Estas reflexões assaltaram-me de forma acutilante ao assistir ao 18º Ciclo de Cultura Açoriana que, recentemente, teve lugar no belíssimo salão da Casa da Madeira, dirigida por pessoas que puseram o maior brio e gosto nesta jornada do espírito. Dezoito anos seguidos a organizar e realizar um ciclo de cultura por onde têm passado larguíssimas dezenas de cientistas, pensadores, escritores, artistas, artesãos, autarcas, jornalistas, homens de boa vontade que dão o melhor de si às suas Ilhas, e realizá-lo com orçamentos frugais, às vezes quase ridículos, porque orçamentos largos são em geral para as manifestações partidárias encapotadas debaixo do manto cultural estendido pelos tais intelectuais de serviço à situação política, realizar eventos nestas circunstâncias é uma tarefa dolorosa e arriscada como não se calcula. E no entanto, este Ciclo de Cultura Açoriana, de Toronto, tem sido obra de um português, Manuel Oliveira Neto, o director-proprietário do jornal on line Portugal Ilustrado. É ele um superhomem? É ele milionário? É ele um freguês da gamela partidária? Nada disso. É, apenas e só, um português que, emigrado, longe da Pátria há muitos anos, guardou consigo os valores da terra e ao transmiti-los de forma genuína, demonstra que só fala do que sabe. Um açoriano, quando emigra, leva consigo uma fita de nastro, enroladinha, com o tamanho da imagem do Senhor Santo Cristo, que coloca por dentro da roupa, junto ao coração.
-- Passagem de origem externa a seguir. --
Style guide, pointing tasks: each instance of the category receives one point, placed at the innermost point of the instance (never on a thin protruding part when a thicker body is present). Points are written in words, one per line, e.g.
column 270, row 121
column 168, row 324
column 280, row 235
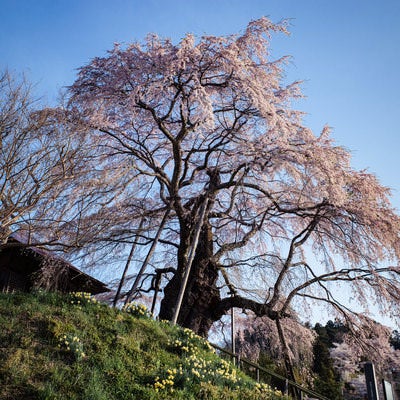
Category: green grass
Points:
column 55, row 346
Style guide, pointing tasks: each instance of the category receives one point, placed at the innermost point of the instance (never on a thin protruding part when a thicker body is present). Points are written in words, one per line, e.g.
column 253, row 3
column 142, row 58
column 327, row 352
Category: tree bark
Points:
column 201, row 294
E não se envergonha de o dizer. Pouco depois de chegar, entra para a irmandade do Espírito Santo, faz os bodos de leite, faz os desfiles do Pentecostes, com as Coroas quinhentistas, distribui as Sopas a centenas de pessoas. E tem o maior orgulho em fazê-lo.
Açorianos, continentais, madeirenses, que trabalham arduamente para sustentar a família, e não enjeitam mais trabalho nas horas vagas, e aos fins de semana, para celebrarem o Senhor da Pedra, o Senhor Bom Jesus, Santa Maria dos Anjos, Nossa Senhora do Monte, Nossa Senhora de Fátima, com procissões solenes, que por vezes de tão grandes obrigam a cortar ruas em Toronto e outras cidades, e à presença da polícia motorizada, são portugueses que têm dentro de si um grande sentimento de fidelidade. Que não sabem ser portugueses sem serem fiéis à herança espiritual e cívica que receberam.
Com estes portugueses, que são povo, a Pátria pode contar. Os mesmos que estão no interior do país. Os mesmos que vivem dificuldades imensas nos bairros das grandes cidades portuguesas. Todos eles acabarão por ser o trigo a que anda misturado um certo joio que não resistirá à peneira do tempo.